Web listings of project opportunities now provide documents for download

PHOENIX ‒ Who says doing business with a government agency has to involve lots and lots and lots of paper?

Thanks to improvements to how the Arizona Department of Transportation presents project opportunities online, contractors’ recycle bins are getting lighter. Those interested in bidding for projects now can simply determine which projects they want to pursue and download related documents.

It replaces a process that was more than a little heavy on paper, requiring contractors to drive to ADOT and pay for copies of construction plans and specifications. For example, bidders hoping to work on a six-mile section of Loop 303 several years ago hauled away more than 1,700 pages of plans.

“This is another example of our commitment using the latest technology to continuously improve processes and create better experiences for our customers,” ADOT Director John Halikowski said.

The improvement is saving both ADOT and contractors time and money. While contractors had paid a fee to help cover ADOT’s printing costs, the agency often wound up with more stacks of plans than bidders.
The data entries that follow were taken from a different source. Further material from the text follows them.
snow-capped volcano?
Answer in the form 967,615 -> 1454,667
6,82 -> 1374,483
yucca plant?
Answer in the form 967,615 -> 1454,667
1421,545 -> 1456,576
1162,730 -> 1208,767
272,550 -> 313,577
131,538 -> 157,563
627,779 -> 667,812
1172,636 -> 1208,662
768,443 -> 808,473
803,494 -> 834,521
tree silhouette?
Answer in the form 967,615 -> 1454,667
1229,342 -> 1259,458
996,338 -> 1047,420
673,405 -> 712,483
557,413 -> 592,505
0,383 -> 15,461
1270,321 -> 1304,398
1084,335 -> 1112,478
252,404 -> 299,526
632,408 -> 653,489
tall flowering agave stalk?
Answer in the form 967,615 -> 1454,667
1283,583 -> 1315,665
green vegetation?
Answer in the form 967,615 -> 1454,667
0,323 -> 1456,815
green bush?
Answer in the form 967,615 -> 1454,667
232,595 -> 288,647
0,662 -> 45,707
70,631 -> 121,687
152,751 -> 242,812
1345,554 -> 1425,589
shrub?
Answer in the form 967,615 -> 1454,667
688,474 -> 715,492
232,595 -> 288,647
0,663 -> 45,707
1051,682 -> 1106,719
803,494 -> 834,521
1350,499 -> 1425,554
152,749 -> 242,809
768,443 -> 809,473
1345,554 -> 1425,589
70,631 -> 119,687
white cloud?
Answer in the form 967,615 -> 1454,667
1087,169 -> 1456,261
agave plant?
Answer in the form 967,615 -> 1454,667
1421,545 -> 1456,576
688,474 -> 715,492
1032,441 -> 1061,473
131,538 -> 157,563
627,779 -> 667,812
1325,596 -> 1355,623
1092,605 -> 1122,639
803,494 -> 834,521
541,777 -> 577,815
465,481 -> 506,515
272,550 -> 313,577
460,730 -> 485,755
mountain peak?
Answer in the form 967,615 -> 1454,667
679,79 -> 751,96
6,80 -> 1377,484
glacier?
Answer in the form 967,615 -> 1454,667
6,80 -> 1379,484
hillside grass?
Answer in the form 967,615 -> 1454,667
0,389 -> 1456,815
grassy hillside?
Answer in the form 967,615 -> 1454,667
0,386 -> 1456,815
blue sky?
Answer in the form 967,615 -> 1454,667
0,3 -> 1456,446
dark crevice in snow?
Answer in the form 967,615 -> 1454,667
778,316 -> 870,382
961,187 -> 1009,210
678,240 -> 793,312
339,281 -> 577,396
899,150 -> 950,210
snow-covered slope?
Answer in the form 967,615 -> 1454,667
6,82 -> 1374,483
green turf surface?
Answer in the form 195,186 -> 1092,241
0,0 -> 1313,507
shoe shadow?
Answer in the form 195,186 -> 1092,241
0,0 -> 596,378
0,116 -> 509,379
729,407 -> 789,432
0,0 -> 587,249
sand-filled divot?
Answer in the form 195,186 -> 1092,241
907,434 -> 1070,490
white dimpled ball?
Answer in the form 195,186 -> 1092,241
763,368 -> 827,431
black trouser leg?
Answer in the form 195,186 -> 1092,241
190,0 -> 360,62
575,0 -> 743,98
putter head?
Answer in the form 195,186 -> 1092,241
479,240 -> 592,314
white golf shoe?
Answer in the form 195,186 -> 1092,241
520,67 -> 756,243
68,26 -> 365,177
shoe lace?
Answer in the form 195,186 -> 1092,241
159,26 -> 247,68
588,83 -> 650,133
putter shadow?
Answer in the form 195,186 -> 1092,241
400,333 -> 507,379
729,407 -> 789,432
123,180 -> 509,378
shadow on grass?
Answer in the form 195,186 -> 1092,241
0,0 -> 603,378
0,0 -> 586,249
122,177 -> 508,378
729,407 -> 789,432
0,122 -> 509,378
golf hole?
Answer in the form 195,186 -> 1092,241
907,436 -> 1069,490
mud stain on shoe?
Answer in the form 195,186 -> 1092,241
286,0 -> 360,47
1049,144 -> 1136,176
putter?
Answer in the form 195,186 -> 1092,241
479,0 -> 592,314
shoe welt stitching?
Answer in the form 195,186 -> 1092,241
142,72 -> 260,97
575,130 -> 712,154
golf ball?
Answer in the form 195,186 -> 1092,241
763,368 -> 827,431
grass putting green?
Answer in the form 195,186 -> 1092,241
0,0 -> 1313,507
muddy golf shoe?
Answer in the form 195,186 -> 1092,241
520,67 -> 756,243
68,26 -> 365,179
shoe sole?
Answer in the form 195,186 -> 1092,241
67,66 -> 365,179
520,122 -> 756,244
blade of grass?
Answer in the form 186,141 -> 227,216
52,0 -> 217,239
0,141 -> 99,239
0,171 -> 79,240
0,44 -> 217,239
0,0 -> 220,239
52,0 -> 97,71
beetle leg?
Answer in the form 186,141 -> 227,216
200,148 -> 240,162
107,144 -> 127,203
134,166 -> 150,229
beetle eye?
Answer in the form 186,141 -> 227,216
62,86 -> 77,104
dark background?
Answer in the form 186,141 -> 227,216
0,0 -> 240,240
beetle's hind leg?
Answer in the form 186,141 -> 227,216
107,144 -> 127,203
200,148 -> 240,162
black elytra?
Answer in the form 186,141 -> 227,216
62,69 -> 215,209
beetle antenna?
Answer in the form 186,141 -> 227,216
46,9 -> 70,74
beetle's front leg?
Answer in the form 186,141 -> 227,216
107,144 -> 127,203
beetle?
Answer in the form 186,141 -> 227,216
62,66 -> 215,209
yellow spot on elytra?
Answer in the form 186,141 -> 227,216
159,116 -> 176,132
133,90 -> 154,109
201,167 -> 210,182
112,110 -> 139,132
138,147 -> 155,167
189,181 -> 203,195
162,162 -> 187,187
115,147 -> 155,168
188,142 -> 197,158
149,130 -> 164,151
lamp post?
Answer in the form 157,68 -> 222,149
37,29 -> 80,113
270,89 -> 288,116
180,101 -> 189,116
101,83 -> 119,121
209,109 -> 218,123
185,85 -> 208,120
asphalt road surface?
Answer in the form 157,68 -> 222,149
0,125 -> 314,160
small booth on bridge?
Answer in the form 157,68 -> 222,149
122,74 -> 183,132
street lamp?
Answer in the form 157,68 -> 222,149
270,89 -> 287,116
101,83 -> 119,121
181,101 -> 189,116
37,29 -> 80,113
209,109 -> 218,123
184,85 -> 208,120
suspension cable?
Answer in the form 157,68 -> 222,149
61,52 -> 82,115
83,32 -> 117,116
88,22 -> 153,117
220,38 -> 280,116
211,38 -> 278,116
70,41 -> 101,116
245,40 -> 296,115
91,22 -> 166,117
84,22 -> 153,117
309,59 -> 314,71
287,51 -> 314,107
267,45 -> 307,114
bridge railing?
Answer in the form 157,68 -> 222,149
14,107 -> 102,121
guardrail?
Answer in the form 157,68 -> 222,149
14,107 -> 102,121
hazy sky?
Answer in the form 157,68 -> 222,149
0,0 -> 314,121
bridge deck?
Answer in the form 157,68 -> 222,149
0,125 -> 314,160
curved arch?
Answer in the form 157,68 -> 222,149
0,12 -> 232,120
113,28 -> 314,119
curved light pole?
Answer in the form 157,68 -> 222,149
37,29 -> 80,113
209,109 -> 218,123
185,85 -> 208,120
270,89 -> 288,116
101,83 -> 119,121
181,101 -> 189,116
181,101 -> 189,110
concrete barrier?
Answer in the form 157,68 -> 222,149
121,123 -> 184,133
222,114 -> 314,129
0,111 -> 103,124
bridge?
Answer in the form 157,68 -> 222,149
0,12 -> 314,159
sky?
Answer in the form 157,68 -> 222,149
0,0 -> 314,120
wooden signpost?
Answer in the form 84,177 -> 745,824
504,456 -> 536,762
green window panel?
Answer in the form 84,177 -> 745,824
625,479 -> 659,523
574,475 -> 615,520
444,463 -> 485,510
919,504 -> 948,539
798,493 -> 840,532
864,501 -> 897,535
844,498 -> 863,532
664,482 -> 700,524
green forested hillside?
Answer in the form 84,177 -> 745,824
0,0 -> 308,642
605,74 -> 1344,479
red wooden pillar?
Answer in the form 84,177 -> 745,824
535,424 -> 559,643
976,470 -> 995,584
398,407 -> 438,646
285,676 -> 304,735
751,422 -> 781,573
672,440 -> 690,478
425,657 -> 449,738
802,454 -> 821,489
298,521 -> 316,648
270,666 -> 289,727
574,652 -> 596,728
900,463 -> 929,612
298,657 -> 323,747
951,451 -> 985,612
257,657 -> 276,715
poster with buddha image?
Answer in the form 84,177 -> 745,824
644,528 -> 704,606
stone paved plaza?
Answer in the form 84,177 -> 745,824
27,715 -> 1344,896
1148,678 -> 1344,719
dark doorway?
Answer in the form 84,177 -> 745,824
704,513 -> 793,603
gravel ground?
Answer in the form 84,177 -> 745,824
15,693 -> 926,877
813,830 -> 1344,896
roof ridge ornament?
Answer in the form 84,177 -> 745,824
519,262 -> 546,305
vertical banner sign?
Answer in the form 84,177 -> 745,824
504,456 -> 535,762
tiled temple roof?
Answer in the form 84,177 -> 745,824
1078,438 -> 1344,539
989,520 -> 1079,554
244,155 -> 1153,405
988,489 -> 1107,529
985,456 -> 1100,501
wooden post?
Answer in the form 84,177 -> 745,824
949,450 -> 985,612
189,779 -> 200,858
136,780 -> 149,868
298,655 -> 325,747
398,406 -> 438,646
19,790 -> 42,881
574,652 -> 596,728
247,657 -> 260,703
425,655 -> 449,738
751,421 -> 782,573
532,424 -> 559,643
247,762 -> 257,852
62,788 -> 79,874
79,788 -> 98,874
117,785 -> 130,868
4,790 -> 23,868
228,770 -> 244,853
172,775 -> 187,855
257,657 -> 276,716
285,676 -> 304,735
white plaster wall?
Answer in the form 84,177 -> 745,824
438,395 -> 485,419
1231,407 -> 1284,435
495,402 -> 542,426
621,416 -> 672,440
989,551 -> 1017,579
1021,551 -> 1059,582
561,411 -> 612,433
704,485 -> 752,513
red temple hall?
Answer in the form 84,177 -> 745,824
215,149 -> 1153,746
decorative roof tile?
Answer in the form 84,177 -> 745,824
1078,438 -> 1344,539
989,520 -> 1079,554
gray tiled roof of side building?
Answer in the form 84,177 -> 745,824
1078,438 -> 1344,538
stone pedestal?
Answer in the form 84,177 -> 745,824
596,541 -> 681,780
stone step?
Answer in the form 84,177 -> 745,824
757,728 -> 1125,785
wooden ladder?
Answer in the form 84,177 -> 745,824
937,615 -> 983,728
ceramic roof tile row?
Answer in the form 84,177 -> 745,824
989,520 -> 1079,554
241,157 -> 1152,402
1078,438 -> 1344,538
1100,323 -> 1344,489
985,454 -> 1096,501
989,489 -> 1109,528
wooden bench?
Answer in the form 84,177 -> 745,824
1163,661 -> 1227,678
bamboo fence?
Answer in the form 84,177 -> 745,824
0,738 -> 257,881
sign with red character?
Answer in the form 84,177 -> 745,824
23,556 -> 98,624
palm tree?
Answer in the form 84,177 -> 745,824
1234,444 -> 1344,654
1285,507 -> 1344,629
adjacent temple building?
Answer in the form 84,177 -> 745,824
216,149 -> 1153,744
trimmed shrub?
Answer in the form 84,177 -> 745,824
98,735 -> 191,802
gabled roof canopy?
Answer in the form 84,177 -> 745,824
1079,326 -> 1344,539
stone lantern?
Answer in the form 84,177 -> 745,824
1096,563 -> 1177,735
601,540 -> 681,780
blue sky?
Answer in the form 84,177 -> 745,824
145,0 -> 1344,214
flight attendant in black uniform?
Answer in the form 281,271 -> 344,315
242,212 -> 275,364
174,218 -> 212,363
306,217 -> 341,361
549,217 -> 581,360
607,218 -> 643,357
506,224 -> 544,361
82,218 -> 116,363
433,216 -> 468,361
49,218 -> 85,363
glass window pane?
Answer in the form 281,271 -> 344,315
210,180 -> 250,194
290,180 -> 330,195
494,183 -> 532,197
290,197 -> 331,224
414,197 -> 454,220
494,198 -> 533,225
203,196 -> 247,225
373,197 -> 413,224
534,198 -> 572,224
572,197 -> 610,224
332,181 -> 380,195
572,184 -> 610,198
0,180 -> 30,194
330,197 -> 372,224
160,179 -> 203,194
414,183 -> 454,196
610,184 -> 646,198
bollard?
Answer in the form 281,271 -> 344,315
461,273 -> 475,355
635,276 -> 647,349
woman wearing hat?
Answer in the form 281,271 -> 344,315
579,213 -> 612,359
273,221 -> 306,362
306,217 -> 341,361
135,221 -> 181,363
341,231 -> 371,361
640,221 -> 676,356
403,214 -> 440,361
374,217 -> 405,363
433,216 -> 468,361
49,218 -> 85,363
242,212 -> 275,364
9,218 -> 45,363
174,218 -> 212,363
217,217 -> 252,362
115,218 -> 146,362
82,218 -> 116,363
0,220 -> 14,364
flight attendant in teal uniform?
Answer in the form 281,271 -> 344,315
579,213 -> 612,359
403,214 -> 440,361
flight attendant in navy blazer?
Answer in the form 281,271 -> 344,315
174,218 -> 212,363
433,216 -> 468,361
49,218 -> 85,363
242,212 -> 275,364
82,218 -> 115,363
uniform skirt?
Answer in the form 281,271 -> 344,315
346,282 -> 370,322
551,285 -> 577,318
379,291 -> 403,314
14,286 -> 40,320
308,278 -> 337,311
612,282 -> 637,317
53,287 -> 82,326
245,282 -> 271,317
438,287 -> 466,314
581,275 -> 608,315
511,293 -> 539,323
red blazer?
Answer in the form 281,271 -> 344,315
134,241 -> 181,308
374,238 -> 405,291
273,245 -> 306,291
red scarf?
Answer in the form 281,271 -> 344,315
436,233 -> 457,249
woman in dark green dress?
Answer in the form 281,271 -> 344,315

For contractors, the innovation also eliminates the need to scan 24-by-36-inch plan sheets. This saves time and effort, making it easier to do business with ADOT ‒ and to do business in general.

“The benefits are numerous, from the simple ability to look at plans quickly and assess whether the job is a fit without having to have plans mailed or have a runner go down to pick them up,” said Carlos Gonzalez, executive vice president of Rummel Construction, a member of the Arizona chapter of the Associated General Contractors of America. “It makes it easier for general contractors to get plans distributed to subcontractors, allowing more time to develop comprehensive bids."

The new system, available at (see Contracts and Specifications > Current Advertisements), went live recently with the help of ADOT Contracts and Specifications and Information Technology Group team members. In addition to including a variety of plan documents and other important information, the site allows contractors to receive automatic notifications of any project changes.

Steve Boschen, director of ADOT’s Infrastructure Delivery and Operations Division, said that while ADOT is still determining exactly how much the improved process will save the state in direct printing and labor costs, it’s already providing better customer service to Arizona contractors and subcontractors.

“We’re excited to have a new process that will make it easier for contractors to do business with ADOT,” he said.